On n’en est qu’aux prémices et vous voici déjà lassés.
Un peu comme les spectateurs de la première ! De ceux qui, irrités par les longueurs de la pièce s’impatientent et aimeraient assister au dénouement, savoir si enfin Justine va épouser Thibaut ! Ils piaffent, ils s’agitent et vont se mettre à huer, peut-être même à lancer des tomates. Alors le régisseur, voyant venir la fronde, crie aux comédiens qui sont bien loin de la vingtième et ultime scène : il faut marier Justine !
Et la pièce raccourcie dans l’instant est sauvée. Le chœur peut conclure : « Bonheur ! Moments d’ivresse ! Cet amour leur promet d’heureux jours. Ah, puisse leur tendresse ici durer toujours ».

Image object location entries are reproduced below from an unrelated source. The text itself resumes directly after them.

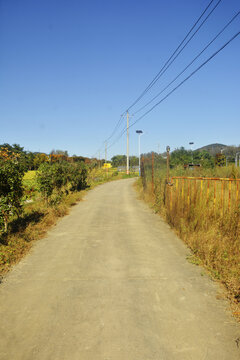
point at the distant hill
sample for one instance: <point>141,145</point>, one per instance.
<point>213,149</point>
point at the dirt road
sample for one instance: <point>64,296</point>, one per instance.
<point>111,282</point>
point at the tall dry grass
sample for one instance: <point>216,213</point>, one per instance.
<point>208,223</point>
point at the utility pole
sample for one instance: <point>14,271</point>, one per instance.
<point>168,162</point>
<point>105,152</point>
<point>127,143</point>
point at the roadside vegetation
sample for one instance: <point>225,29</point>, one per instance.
<point>31,201</point>
<point>205,214</point>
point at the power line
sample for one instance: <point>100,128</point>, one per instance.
<point>169,62</point>
<point>180,84</point>
<point>196,57</point>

Novembre 1824. Il faut marier Justine vient de se donner en expression au monde du théâtre, et à la bonne langue en même temps, comme l’impérieuse nécessité de conclure un propos ou un acte sous peine filer un très mauvais coton. L’histoire est belle et authentique; il est rare d’assister de la sorte à la naissance d’un monument. Car il faut marier Justine est bien une idole païenne dressée pour apaiser le courroux des agacés du temps qui dure et des langueurs.
Ainsi consacrée soudainement, il faut marier Justine distribuera son empressement dans de nombreux compartiments en dehors de la scène : on dira évidemment qu’il faut marier Justine en écoutant un discours de remerciements pour une obscure récompense, on le pensera très fort lors d’un hommage posthume qui posera le défunt plus grand qu’il n’a jamais été, on l’annoncera comme une excuse étrange à telle bavarde qui insiste pour nous conter par le menu les diarrhées de son petit dernier et ses exploits pour balbutier maman.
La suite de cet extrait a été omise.